Aldınmı başına belayı.
-Sana ne be oğlum.
-Öyle deme abi sana iyi gelirde kısmetin
açılırsa dedemi de o hocaya götüreceğim,ondan sordum abiciğim.
-Yavu senin deden,90 yaşında,yatalak ve altını
bağlamıyorlarmı ?
-Bak abi ayıp ettin.dedem bir kere 90 yaşında
değil tamı tamamına 88 yaşında..
-Lâ havle.
-Abi dedeme bir hatun bulursak dedem öyle bir
ayaklanırki,ne altına yapar ve yatalaklığı kalır.
-Yuh anasını be .
-Tabi abi.Dedem hanımsızlıktan bu dünyaya küstü
be.ahhh.zavallı dedem.
-Ulan senin derdin dedeni iyileştirmek değil
,bir an evvel dedeni öteki dünyaya nasıl göndereceğini düşünmek..
-Abi ona bir hanım bulsam da hani mutlu şekilde
terki dünya etse daha iyi olmazmı?
-Tabiki olur.olurda.
-Abi birkaç gün daha geçsin bakalım durum nasıl
olacak,eğer kısmetin açılırsa bu hocanın nefesinin kuvvetli olduğunu
gösterir,bende o zaman dedemi o hocaya götüreceğim de.
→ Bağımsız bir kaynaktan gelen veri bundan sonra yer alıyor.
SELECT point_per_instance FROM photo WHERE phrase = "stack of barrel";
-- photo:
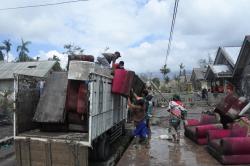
(124, 81)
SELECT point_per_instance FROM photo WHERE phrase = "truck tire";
(93, 154)
(103, 148)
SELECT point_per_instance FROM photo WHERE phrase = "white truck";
(106, 116)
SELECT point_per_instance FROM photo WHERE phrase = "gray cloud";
(201, 27)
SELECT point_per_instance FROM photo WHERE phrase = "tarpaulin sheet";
(50, 108)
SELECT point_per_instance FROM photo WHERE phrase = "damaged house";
(36, 68)
(241, 73)
(220, 74)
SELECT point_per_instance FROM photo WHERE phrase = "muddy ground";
(158, 152)
(161, 152)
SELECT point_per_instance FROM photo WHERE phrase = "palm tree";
(181, 68)
(165, 70)
(7, 47)
(1, 53)
(23, 51)
(1, 56)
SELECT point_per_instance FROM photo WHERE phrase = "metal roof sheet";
(37, 68)
(200, 73)
(233, 53)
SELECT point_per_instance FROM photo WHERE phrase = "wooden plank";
(48, 153)
(25, 154)
(18, 152)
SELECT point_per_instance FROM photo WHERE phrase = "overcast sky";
(139, 29)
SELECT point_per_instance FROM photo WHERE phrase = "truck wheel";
(104, 148)
(123, 129)
(93, 154)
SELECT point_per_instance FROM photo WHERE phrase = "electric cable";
(41, 5)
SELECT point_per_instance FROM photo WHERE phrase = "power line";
(172, 30)
(41, 5)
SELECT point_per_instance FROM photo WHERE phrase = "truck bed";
(75, 136)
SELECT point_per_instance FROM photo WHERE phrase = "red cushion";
(235, 145)
(207, 119)
(201, 131)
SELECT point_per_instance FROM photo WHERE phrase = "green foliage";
(156, 81)
(57, 66)
(143, 77)
(72, 49)
(165, 70)
(23, 52)
(176, 97)
(166, 79)
(7, 47)
(1, 56)
(165, 89)
(6, 104)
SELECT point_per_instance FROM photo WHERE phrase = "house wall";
(243, 85)
(6, 85)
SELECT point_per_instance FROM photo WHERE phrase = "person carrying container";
(141, 131)
(149, 110)
(177, 113)
(147, 98)
(108, 58)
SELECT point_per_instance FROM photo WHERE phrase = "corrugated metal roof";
(38, 68)
(233, 53)
(200, 73)
(221, 70)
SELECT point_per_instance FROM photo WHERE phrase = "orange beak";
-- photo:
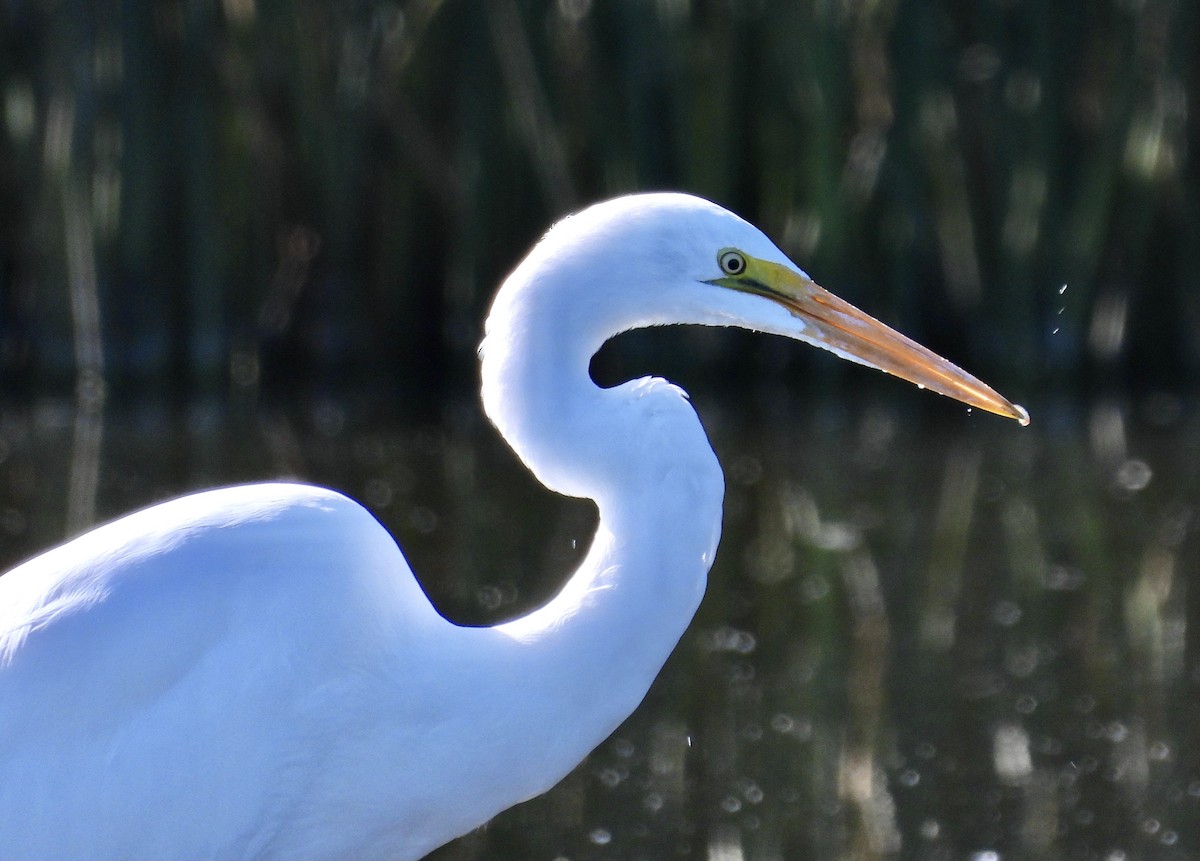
(839, 326)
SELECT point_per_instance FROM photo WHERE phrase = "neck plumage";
(641, 453)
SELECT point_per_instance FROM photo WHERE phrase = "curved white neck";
(641, 453)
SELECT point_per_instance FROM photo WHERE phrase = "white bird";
(255, 673)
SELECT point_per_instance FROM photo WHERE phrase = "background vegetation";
(257, 198)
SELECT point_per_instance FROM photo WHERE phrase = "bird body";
(255, 673)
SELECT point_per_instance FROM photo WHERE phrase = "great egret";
(253, 672)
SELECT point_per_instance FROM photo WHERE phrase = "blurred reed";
(317, 200)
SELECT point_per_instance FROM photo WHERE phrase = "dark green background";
(281, 199)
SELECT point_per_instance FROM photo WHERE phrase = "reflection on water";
(951, 639)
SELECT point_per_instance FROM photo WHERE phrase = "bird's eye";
(732, 262)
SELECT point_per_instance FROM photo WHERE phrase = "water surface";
(924, 637)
Uyarsan delilere, başına gelecek budur işte.
Boşuna dememişler,kılavuzu garga olanın burnu pislikten kurtulmazmış diye.
Uzun zamandır o arkadaşlar hala
görünmüyorlar...Galiba şehri bir zaman için terk ettiler.
Benim işide maşallah kimse duymamış. Kadın olsun
erkek olsun beni gören bir tuhaf bakıp kıs kıs gülüyor.